Version 1.0:    Ultrafast KEGG Ortholog Detection Directly from Short Reads


The biggest challenges in conventional RNA-seq workflow are the transcriptome de novo assembly and annotation, which are time-consuming, computational resource very expensive, e.g., running assembler and annotation tool usually require a high performance server with more than 100 GB's RAM and dozens of CPUs, which are not always for many labs focus on non-model organisms, and could take several days or even weeks to finish

In addition, given the fact that most research questions in non-model organisms are only focus on protein-coding genes and the underlying pathways. It is known that protein-coding genes are only a small proportion of the whole transcriptome. Furthermore, of these protein-coding genes, only a proportion is assigned to KEGG pathways, e.g., only 33.67% (8438), 29.48% (4933) and 23.86% (6050) protein-coding genes are involved in KEGG pathways for mouse, chicken and zebrafish, respectively. Therefore, many genes in annotation databases are considered as unrelated or uninformative for many non-model organisms.

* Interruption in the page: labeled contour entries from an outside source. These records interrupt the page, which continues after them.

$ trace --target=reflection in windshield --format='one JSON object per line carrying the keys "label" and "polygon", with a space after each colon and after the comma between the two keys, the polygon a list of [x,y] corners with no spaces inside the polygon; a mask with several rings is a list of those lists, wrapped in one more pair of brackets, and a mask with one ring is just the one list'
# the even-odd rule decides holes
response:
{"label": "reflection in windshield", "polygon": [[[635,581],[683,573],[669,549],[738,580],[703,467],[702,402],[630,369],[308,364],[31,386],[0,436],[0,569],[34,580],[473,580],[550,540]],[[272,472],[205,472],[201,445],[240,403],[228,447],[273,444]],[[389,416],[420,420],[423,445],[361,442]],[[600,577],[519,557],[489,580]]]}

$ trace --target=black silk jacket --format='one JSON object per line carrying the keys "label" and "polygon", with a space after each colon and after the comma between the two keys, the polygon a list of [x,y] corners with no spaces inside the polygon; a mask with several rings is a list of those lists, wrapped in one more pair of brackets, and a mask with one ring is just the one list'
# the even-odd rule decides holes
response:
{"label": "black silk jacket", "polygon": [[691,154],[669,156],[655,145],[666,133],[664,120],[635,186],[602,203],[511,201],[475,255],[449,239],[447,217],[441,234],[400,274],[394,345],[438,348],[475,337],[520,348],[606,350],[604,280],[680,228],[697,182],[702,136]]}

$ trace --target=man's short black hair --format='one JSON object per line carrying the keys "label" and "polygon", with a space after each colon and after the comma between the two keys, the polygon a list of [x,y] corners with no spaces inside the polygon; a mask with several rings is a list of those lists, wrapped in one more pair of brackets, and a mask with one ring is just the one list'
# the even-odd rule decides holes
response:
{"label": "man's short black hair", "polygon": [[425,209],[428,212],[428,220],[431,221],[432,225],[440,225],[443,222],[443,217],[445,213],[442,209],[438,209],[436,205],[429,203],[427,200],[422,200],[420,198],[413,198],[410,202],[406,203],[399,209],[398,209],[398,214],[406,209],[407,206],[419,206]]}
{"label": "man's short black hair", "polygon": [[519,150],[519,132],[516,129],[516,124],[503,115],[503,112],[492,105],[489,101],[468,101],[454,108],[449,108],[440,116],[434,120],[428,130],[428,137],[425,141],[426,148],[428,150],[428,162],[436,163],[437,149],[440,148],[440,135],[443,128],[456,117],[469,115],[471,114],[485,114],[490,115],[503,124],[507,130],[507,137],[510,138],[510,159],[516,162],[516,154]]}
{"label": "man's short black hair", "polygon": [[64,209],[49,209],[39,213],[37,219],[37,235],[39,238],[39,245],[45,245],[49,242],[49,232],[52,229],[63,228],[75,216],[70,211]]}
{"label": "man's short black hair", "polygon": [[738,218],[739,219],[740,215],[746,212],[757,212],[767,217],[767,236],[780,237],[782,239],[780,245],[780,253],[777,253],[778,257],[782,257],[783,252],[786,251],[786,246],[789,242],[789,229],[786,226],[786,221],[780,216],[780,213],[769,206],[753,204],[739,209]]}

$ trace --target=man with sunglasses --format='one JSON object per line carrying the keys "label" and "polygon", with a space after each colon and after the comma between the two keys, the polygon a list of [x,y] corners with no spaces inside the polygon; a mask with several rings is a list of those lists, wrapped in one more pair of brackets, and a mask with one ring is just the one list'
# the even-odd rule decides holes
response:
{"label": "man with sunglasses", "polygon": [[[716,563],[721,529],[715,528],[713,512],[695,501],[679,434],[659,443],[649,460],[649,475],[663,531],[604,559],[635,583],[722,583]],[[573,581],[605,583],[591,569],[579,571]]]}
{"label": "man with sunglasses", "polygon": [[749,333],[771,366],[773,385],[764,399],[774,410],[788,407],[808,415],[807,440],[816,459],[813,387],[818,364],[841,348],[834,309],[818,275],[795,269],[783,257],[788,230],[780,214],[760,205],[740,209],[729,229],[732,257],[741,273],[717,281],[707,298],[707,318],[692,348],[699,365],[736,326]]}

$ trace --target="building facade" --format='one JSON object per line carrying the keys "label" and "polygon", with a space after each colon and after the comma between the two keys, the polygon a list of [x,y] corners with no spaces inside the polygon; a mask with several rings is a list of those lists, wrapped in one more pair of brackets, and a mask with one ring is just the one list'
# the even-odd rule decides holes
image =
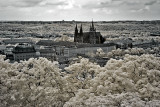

Furthermore, reconstruct transcripts first and subsequently searching and identifying their homologies in a protein database are not straight-forward, and many intermediate steps and requirement of programming skills in the whole complex pipeline of conventional workflow have posed additional challenges for many researchers.


The requirement of multiple software, high-computational cost and time-consuming motivated us to think a straightforward, assembly-free, all-in-one took to tackle these challenges. Given the fact that majority of RNA-seq reads are from mRNA and are intron-free, this inspired us to propose directly translating RNA-seq reads into all possible amino acid (AA) sequences with six reading frames (ORFs), and comparing them in a protein database consisting of only protein-coding genes (orthologs) to identify their possible functional homologies.

Therefore, we developed an ultra-fast, assembly-free, all-in-one tool Seq2Fun, based on a modern data structure full-text in minute space (FM) index and burrow wheeler transformation (BWT), to functional quantification of RNA-seq reads for non-model organisms without transcriptome assembly and genome references.

Seq2Fun directly takes raw RNA-seq reads as input, and subsequently conducts quality check, followed by translated search and finally generate ortholog abundance table.

Figure 2: The workflow of directly translated search. It skips the transcriptome de novo assembly and directly conducts a translated search for each read.